I have a function that fits a model which I call many times with the same big matrix (creating different formula inside each time). However, it seems that R saves copies of the data I use along the way, and so my memory explodes.
A simple deletion inside the function avoid this problem. However, is there a general way to avoid retaining the whole environment each time?
For example, running the following,
test <- function(X, y, rm.env=F){
df <- cbind(y, X)
names(df) <- c("label", paste0("X", as.character(1:ncol(X))))
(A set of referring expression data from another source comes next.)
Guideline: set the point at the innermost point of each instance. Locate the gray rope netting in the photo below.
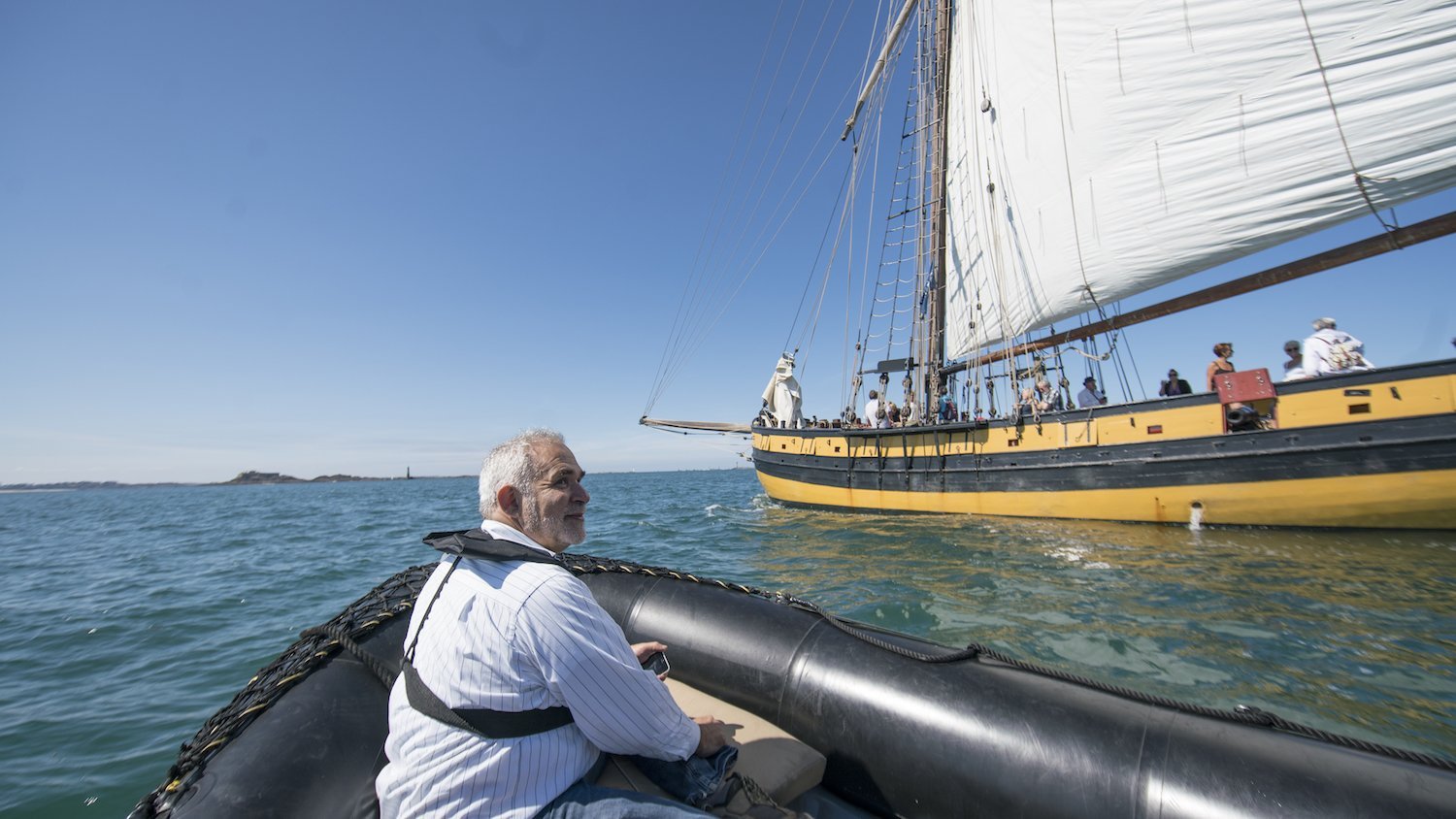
(396, 595)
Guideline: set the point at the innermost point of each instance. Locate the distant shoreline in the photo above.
(268, 478)
(242, 478)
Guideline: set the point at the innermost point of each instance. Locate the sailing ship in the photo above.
(1062, 156)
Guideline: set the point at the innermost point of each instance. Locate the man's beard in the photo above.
(549, 531)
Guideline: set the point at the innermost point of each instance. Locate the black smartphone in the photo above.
(657, 664)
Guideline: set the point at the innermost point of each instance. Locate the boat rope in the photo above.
(1340, 130)
(975, 652)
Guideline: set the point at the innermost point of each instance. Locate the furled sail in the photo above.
(1100, 148)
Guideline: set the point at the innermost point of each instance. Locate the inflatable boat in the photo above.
(836, 719)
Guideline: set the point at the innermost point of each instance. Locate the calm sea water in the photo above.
(133, 614)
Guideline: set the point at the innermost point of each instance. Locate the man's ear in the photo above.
(509, 501)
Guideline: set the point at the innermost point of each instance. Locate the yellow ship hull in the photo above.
(1362, 449)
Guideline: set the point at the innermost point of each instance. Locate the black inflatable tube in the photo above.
(981, 739)
(312, 754)
(902, 737)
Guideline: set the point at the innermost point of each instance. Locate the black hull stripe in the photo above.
(1368, 448)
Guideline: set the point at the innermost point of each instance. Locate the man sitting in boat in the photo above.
(518, 638)
(1330, 351)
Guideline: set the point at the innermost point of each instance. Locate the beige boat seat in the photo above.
(769, 755)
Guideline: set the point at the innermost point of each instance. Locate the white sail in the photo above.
(1129, 143)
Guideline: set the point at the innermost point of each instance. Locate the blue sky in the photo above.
(357, 238)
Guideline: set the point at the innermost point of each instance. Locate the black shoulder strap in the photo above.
(485, 722)
(494, 725)
(475, 542)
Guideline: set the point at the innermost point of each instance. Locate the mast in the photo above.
(935, 329)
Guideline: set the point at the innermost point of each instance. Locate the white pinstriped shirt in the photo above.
(515, 636)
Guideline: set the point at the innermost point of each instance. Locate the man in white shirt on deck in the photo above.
(1091, 396)
(1333, 349)
(877, 414)
(520, 636)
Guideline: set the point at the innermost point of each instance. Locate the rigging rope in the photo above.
(1340, 128)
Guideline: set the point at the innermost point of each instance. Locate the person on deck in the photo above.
(523, 635)
(1091, 396)
(1174, 386)
(1222, 352)
(877, 414)
(1331, 351)
(945, 407)
(1295, 366)
(910, 411)
(1047, 398)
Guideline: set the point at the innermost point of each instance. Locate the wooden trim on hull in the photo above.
(1389, 466)
(1420, 501)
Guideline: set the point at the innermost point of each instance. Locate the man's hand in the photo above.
(644, 650)
(712, 735)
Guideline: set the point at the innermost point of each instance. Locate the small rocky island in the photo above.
(255, 477)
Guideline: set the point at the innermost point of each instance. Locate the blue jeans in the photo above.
(690, 780)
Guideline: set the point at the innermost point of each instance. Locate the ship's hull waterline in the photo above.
(1360, 449)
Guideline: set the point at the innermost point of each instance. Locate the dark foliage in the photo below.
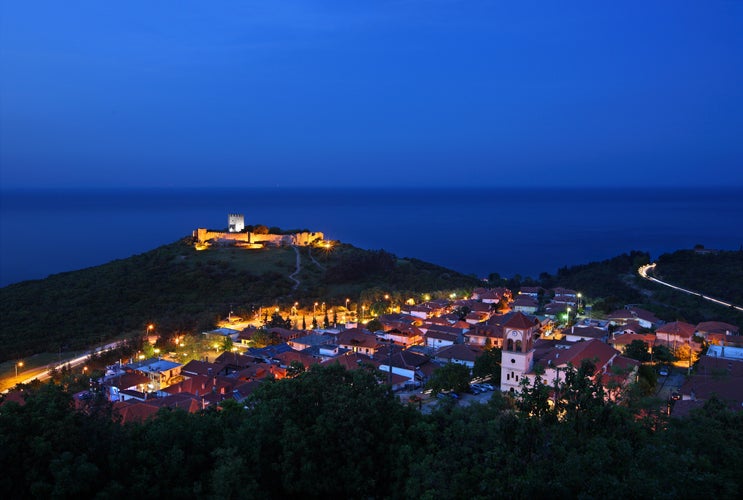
(332, 433)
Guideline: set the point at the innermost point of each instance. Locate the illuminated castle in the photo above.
(237, 236)
(235, 223)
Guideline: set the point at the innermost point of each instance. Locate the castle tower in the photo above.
(235, 223)
(518, 351)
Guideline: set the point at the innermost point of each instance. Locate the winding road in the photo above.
(643, 272)
(299, 268)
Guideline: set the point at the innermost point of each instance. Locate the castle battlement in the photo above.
(235, 235)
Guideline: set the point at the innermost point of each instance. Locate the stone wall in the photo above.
(302, 239)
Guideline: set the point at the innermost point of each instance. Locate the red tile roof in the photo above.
(678, 328)
(520, 321)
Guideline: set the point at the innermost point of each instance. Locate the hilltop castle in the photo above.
(236, 235)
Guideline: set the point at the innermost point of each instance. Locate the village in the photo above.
(538, 333)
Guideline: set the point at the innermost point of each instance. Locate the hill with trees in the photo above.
(182, 289)
(331, 433)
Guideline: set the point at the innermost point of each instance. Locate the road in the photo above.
(42, 373)
(644, 270)
(299, 268)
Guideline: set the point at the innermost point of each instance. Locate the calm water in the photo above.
(473, 231)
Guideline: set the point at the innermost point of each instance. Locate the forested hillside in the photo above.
(182, 289)
(330, 433)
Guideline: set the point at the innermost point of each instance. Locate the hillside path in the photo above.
(644, 270)
(299, 268)
(309, 252)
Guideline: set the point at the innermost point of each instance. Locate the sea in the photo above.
(508, 231)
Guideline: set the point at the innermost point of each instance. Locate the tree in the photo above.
(462, 312)
(294, 369)
(450, 377)
(328, 433)
(488, 365)
(663, 354)
(278, 322)
(374, 325)
(638, 350)
(263, 338)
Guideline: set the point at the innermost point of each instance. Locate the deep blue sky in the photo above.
(411, 93)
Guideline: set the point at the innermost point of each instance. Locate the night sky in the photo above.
(370, 93)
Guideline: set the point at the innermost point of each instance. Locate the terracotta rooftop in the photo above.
(520, 321)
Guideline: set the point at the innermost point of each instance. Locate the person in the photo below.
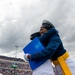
(54, 51)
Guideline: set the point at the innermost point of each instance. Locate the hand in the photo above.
(27, 56)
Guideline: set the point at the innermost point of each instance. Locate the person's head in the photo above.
(46, 25)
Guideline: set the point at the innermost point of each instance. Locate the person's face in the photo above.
(43, 30)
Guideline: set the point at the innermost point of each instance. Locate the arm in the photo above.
(49, 50)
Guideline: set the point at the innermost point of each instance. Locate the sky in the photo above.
(20, 18)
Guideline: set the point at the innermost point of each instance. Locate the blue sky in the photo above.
(20, 18)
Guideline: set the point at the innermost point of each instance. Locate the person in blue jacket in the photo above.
(54, 51)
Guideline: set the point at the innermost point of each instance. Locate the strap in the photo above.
(63, 64)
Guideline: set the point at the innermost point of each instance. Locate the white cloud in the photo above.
(20, 18)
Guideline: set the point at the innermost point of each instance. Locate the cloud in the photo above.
(20, 18)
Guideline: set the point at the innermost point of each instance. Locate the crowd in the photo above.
(6, 68)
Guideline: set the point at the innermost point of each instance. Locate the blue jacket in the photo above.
(53, 46)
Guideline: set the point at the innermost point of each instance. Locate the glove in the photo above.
(27, 56)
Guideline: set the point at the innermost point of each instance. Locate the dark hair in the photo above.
(36, 34)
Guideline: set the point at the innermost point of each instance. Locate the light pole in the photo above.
(14, 66)
(16, 51)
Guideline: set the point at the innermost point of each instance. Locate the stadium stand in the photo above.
(14, 66)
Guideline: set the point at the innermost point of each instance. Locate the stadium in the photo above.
(14, 66)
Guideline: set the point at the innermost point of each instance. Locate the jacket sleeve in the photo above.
(49, 50)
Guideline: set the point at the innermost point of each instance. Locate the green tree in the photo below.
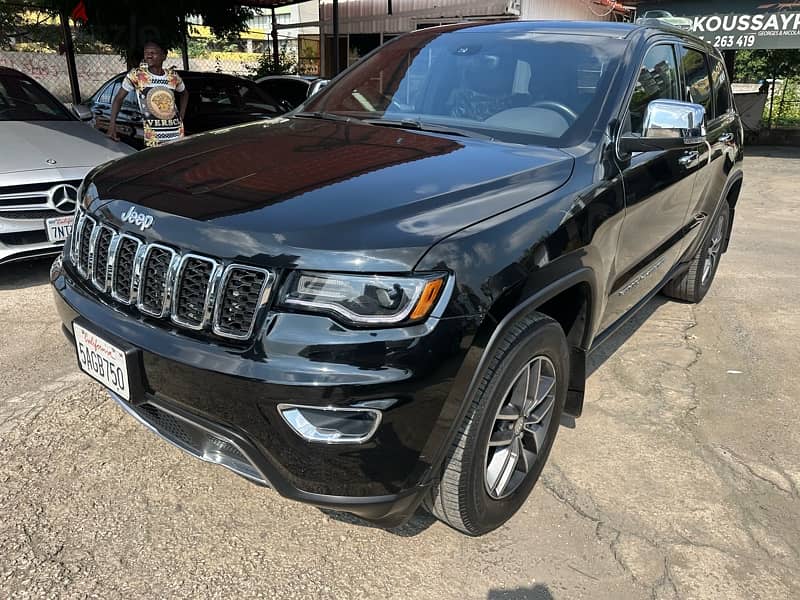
(287, 63)
(757, 65)
(18, 23)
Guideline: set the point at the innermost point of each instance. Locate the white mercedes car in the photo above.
(46, 153)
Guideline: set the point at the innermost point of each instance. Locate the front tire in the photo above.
(508, 431)
(693, 285)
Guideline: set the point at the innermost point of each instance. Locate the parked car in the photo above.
(215, 101)
(387, 298)
(290, 90)
(47, 152)
(664, 17)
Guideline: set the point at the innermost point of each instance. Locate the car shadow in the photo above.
(599, 355)
(538, 592)
(25, 273)
(415, 525)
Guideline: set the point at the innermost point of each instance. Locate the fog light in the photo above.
(330, 425)
(56, 268)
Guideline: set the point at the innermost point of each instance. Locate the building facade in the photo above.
(366, 24)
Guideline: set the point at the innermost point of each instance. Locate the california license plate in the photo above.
(103, 361)
(58, 228)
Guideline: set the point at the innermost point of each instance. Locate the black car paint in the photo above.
(520, 229)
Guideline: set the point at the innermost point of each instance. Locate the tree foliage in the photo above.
(287, 63)
(19, 22)
(125, 25)
(757, 65)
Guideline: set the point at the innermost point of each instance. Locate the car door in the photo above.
(658, 188)
(101, 106)
(706, 83)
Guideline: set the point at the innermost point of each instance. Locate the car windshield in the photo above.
(23, 100)
(509, 85)
(220, 96)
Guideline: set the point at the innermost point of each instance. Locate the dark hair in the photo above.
(156, 43)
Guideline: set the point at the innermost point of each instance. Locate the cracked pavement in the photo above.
(681, 479)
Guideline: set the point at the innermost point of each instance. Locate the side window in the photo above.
(721, 87)
(658, 80)
(698, 85)
(105, 95)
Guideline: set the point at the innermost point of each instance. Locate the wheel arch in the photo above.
(731, 196)
(572, 302)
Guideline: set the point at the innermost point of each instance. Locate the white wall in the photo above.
(573, 10)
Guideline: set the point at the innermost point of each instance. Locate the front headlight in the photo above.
(364, 299)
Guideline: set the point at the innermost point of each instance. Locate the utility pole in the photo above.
(335, 38)
(69, 49)
(276, 62)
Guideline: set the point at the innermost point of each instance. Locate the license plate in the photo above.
(58, 228)
(102, 360)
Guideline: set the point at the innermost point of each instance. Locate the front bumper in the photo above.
(229, 395)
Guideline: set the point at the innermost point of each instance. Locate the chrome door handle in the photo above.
(688, 158)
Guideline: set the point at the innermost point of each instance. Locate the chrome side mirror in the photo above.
(667, 124)
(81, 111)
(317, 86)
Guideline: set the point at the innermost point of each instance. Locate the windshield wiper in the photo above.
(417, 125)
(325, 116)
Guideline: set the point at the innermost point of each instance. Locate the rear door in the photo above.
(658, 190)
(706, 83)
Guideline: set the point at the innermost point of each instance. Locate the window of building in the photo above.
(722, 89)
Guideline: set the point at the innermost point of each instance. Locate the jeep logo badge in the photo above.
(141, 220)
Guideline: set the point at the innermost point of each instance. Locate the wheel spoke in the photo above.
(509, 466)
(508, 412)
(519, 390)
(526, 458)
(535, 378)
(538, 431)
(541, 411)
(546, 385)
(502, 437)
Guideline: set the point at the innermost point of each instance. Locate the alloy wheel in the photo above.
(520, 427)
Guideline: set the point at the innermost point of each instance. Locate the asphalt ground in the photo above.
(680, 480)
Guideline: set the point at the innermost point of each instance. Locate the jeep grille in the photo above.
(193, 291)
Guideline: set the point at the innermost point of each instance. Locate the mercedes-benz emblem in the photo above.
(63, 198)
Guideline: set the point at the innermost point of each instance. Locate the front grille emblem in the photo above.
(141, 220)
(193, 291)
(63, 198)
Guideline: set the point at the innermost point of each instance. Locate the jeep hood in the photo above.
(324, 194)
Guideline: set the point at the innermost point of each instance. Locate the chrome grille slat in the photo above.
(122, 277)
(100, 257)
(156, 279)
(84, 245)
(243, 291)
(193, 291)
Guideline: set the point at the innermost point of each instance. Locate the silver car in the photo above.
(46, 152)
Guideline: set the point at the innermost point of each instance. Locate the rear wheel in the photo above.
(509, 429)
(692, 285)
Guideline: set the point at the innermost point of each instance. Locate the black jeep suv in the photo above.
(386, 297)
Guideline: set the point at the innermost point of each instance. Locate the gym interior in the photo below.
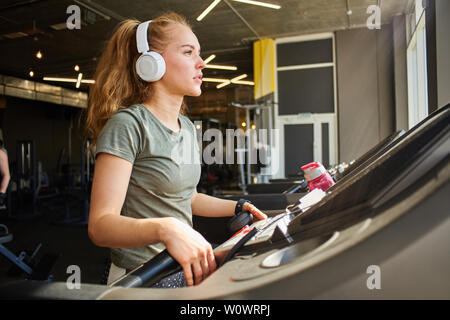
(358, 90)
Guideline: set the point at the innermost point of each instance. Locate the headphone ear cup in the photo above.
(150, 66)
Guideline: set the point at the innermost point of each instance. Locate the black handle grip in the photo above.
(239, 221)
(151, 272)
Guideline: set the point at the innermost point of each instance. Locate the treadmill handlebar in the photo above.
(150, 272)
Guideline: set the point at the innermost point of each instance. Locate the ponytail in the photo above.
(117, 84)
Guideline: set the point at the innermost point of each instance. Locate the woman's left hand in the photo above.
(257, 214)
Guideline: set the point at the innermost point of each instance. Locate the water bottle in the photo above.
(317, 176)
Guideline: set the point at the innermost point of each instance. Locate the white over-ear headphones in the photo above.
(150, 66)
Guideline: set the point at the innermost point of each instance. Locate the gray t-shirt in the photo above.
(166, 171)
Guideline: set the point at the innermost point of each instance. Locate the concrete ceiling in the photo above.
(228, 31)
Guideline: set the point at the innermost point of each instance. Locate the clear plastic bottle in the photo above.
(317, 176)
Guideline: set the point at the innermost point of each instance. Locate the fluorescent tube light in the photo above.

f <- formula(label~1, data=df, env=emptyenv())
if (rm.env){
rm(list=c("df", "X", "y"))
}
print(pryr::object_size(f))
return(f)
}
X <- matrix(rnorm(700*10000), ncol=700)
y <- rnorm(10000)
m <- test(X, y)
print(pryr::object_size(m))
m <- test(X, y, rm.env=T)
print(pryr::object_size(m))
results in,
672 B
168 MB
672 B
1.13 kB
Note that the object in the first call has 168 MB behind it, so calling the first version over and over again eats a lot of memory fast.
formula(label~1, data=df, env=emptyenv())
calls the S3 method formula.formula
. Let’s have a look at its code:
stats:::formula.formula
# function (x, ...)
# x
… the extra arguments are ignored!
In other words, your assignment is the same as if you had written simply f = label ~ 1
. In particular, its associated environment is the local environment, not the empty environment. To fix this, you need to manually reset it:
test <- function (X, y) {
df <- cbind(y, X)
names(df) <- c("label", paste0("X", seq_along(X)))
# TODO: do something with `df` …
f <- label ~ 1
environment(f) <- emptyenv()
f
}